Bad weather, the Russian invasion of Ukraine, and a shortage of fertilizer have led to fears of a global food crisis.

This infographic will help you understand the problem by highlighting three key factors behind the mounting food crisis.

#1: The Fertilizer Shortage

Since the beginning of the Russian invasion of Ukraine in February 2022, the war has disrupted shipments of fertilizer, an essential source of nutrients for crops.

Russia is the world’s top exporter of nitrogen fertilizer and ranks second in phosphorus and potassium fertilizer exports. Belarus, a Russian ally also contending with Western sanctions, is another major fertilizer producer. In addition, both countries collectively account for over 40% of global exports of the crop nutrient potash.

Here are the top 20 fertilizer exporters globally:

RankCountryExports Value (Billions in USD)
#1🇷🇺 Russia$12.5
#2🇨🇳 China $10.9
#3🇨🇦 Canada$6.6
#4🇲🇦 Morocco$5.7
#5🇺🇸 United States$4.1
#6🇸🇦 Saudi Arabia $3.6
#7🇳🇱 Netherlands$2.9
#8🇧🇪 Belgium$2.6
#9🇴🇲 Oman$2.6
#10🇶🇦 Qatar$2.2
#11🇩🇪 Germany$1.5
#12🇮🇱I srael$1.5
#13🇪🇬 Egypt$1.5
#14🇱🇹 Lithuania$1.4
#15🇩🇿 Algeria$1.4
#16🇪🇸 Spain$1.3
#17🇯🇴 Jordan$1.3
#18🇵🇱 Poland$1.2
#19🇲🇾 Malaysia$1.0
#20🇳🇬 Nigeria$1.0

The main destination of fertilizer exports from Russia are large economies like India, Brazil, China, and the United States.

However, many developing countries—including Mongolia, Honduras, Cameroon, Ghana, Senegal, and Guatemala—rely on Russia for at least one-fifth of their fertilizer imports.

Furthermore, the war intensified trends that were already disrupting supply, such as increased hoarding by major producing nations like China and sharp jumps in the price of natural gas, a key feedstock for fertilizer production.

#2: Global Grain Exports

The blockade of Ukrainian ports by Russia’s Black Sea fleet, along with Western sanctions against Russia, has worsened global supply chain bottlenecks, causing inflation in food and energy prices around the world.

This is largely because Russia and Ukraine together account for nearly one-third of the global wheat supply.

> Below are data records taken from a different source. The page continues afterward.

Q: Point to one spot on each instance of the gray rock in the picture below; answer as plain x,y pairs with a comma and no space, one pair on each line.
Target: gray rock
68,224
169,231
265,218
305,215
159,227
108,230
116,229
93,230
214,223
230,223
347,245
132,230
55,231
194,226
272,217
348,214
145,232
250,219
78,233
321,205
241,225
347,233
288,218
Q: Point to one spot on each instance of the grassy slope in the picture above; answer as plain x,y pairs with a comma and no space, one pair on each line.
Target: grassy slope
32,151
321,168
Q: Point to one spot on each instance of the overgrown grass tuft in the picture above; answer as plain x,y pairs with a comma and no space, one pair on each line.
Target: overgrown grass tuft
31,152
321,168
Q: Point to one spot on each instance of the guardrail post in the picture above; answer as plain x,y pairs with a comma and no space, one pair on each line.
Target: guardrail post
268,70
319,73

Wheat is one of the most-used crops in the world annually, used to make a variety of food products like bread and pasta. Additionally, Ukraine is also a major exporter of corn, barley, sunflower oil, and rapeseed oil.

ProducerGrain Exports in Million Tons (MT)
🇺🇸 United States93MT
🇷🇺 Russia & 🇺🇦 Ukraine87MT
🇦🇷 Argentina 56MT
🇪🇺 EU50MT
🇧🇷 Brazil44MT
Other87MT

As a result of the blockade, Ukraine’s exports of cereals and oilseed dropped from six million tonnes to two million tonnes per month. After two months of negotiations, the two countries signed a deal to reopen Ukrainian Black Sea ports for grain exports, raising hopes that the international food crisis can be eased.

#3: Recent Food Shortages

Besides the war in Ukraine, factors including the COVID-19 pandemic and climate change resulted in nearly one billion people going hungry last year, according to United Nations.

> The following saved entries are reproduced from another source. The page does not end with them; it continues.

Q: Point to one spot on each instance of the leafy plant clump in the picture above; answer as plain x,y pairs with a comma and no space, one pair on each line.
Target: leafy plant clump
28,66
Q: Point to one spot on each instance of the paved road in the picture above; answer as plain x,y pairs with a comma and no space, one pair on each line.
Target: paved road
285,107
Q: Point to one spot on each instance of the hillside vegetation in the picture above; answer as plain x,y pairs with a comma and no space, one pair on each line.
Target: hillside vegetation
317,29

France’s wine industry saw its smallest harvest since 1957 in 2021, with an estimated loss of $2 billion in sales due to increasingly higher temperatures and extreme weather conditions.

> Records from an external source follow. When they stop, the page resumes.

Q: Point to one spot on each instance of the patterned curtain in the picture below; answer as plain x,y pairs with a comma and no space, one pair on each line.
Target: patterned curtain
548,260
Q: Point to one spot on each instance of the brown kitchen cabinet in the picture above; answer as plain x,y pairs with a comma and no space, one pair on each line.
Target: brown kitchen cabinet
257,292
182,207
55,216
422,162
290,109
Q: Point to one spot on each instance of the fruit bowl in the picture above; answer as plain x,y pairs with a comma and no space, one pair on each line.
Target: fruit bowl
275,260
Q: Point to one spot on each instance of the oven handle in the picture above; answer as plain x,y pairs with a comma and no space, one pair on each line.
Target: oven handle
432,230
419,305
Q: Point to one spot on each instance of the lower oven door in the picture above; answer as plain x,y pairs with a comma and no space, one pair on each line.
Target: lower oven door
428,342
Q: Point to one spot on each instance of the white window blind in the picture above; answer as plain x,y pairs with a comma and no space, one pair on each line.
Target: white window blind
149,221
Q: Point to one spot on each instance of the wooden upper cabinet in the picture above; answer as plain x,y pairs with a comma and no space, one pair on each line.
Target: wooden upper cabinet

Heat, drought, and floods also decimated crops in Latin America, North America, and India in recent months. Between April 2020 and December 2021, coffee prices increased 70% after droughts and frost destroyed crops in Brazil.

In the face of multiple crises, the World Bank recently announced financial support of up to $30 billion to existing and new projects in areas such as agriculture, nutrition, social protection, water, and irrigation.